Summary Description of a Listed Buildings


Reference Number
3680
Building Number
 
Grade
II  
Status
Designated  
Date of Designation
29/04/1952  
Date of Amendment
18/01/2000  
Name of Property
Pant-glas uchaf  
Address
 

Location


Unitary Authority
Gwynedd  
Community
Clynnog  
Town
Caernarfon  
Locality
Pant Glas  
Easting
247706  
Northing
347783  
Street Side
 
Location
The house stands back to the E of the main A487 trunk road from Penygroes to Tremadoc, with its access by farm track off the parallel minor road which now forms the boundary of the Snowdonia National Park.  

Description


Broad Class
Domestic  
Period
 

History
The building is probably a secondary farm settlement on unenclosed land, marking the expansion of settlement in the uplands in this area in the C16. It consists of a single storey range of 3 structural bays, to which a taller and wider unit was added at the S end, probably in the C17. A rear wing was also added to this unit, perhaps in the early C19, though there is no direct dating evidence.

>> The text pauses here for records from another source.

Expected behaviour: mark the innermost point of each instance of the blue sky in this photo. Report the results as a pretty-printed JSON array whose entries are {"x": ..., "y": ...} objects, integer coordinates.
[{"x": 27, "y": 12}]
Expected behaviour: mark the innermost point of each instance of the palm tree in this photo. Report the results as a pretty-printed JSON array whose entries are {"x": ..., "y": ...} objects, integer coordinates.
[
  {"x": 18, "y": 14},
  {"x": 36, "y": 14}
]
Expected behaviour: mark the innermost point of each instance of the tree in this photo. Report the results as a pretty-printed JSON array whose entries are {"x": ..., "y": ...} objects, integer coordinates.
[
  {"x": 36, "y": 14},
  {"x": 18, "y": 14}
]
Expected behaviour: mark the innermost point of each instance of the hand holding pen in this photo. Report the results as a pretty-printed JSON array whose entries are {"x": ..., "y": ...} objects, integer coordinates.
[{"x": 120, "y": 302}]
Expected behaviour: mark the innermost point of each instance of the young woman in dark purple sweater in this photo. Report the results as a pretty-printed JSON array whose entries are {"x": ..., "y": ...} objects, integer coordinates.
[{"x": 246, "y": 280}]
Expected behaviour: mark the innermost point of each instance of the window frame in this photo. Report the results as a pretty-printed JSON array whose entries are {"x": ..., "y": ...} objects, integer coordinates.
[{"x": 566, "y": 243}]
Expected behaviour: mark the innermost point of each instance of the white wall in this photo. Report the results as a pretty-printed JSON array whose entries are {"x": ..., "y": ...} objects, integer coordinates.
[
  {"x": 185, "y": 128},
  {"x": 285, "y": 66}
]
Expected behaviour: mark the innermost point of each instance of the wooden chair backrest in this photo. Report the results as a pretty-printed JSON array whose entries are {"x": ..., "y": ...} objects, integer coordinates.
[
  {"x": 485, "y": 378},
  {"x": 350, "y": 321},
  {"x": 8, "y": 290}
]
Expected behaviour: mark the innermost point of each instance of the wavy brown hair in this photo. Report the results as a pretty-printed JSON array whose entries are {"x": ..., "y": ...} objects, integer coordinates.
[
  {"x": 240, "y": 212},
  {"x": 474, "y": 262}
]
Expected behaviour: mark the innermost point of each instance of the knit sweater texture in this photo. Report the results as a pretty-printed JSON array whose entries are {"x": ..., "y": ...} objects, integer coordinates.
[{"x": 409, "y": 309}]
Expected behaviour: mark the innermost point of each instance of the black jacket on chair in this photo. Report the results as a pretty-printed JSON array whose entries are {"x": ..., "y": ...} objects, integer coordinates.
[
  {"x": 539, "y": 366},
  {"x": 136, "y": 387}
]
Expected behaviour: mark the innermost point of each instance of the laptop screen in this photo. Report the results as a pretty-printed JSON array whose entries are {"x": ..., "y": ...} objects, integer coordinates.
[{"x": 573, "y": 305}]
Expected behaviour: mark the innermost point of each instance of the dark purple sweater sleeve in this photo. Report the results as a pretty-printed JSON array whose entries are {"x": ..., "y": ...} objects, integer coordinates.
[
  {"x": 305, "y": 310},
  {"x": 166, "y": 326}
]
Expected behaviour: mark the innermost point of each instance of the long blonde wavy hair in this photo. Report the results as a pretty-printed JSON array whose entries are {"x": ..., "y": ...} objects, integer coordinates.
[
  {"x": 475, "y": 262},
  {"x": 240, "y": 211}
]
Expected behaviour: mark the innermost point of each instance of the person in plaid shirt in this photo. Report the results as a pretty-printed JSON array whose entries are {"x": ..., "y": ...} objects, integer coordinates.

The original layout of the earliest part of the building has been lost but, before conversion in the early 1980s, its recorded use was as a barn, and it contains no features consistent with earlier domestic use. In recent history at least, the building therefore comprised a single unit, storeyed house, at the S end of an apparently earlier agricultural range. Both sections are now in domestic use, following restoration in the early 1980s.  

Exterior
Built of local rubble stonework with the joints flushed up, on boulder foundations, a Twll Llwyd slate roof with one gable end stack with drip courses to the higher southern section, and a second stack added in the 1950s on the junction of this section with the earlier, lower range to the N. Long basalt columnar tie stones bedded in sphagnum are recorded by RCAHMW. The lower range is single storeyed with attic and has a boarded door with chamfered lintel, flanked by small windows in deep reveals, one in original splayed jambs, the other inserted. 2-light casement windows and gabled dormer in rear wall also inserted. The higher S section has timber door with 2-light casement windows, one to each floor (unaligned) set deeply in reveals. The upper window is in a simple dormer, originally with a cat-slide roof, and gabled c1890. Later rear wing (partially reconstructed) with lean-to conservatory added in 1980s renovation work.  

Interior
The S section of the present house comprises one room on each floor: ground floor has 3 chamfered cross ceiling beams and deep stop chamfered joists; gable end fireplace with a high set lintel and broach chamfer stops, and stone spiral stair on right. Slate floor. Upper room has tapered principal roof truss with high-set collar carrying 2 purlins each side. The E principal was inscribed at some later date 1562 / RW. Doorway near front wall of main ground floor room opens onto N range, but the internal arrangement of this section is the result of 1980s work: however, the original roof timbers survive: 2 trusses with morticed collars.  

Reason for designation
Included as a small upland farmstead of early origin, the building retains good vernacular character, with some original internal detail, and has been sensitively restored.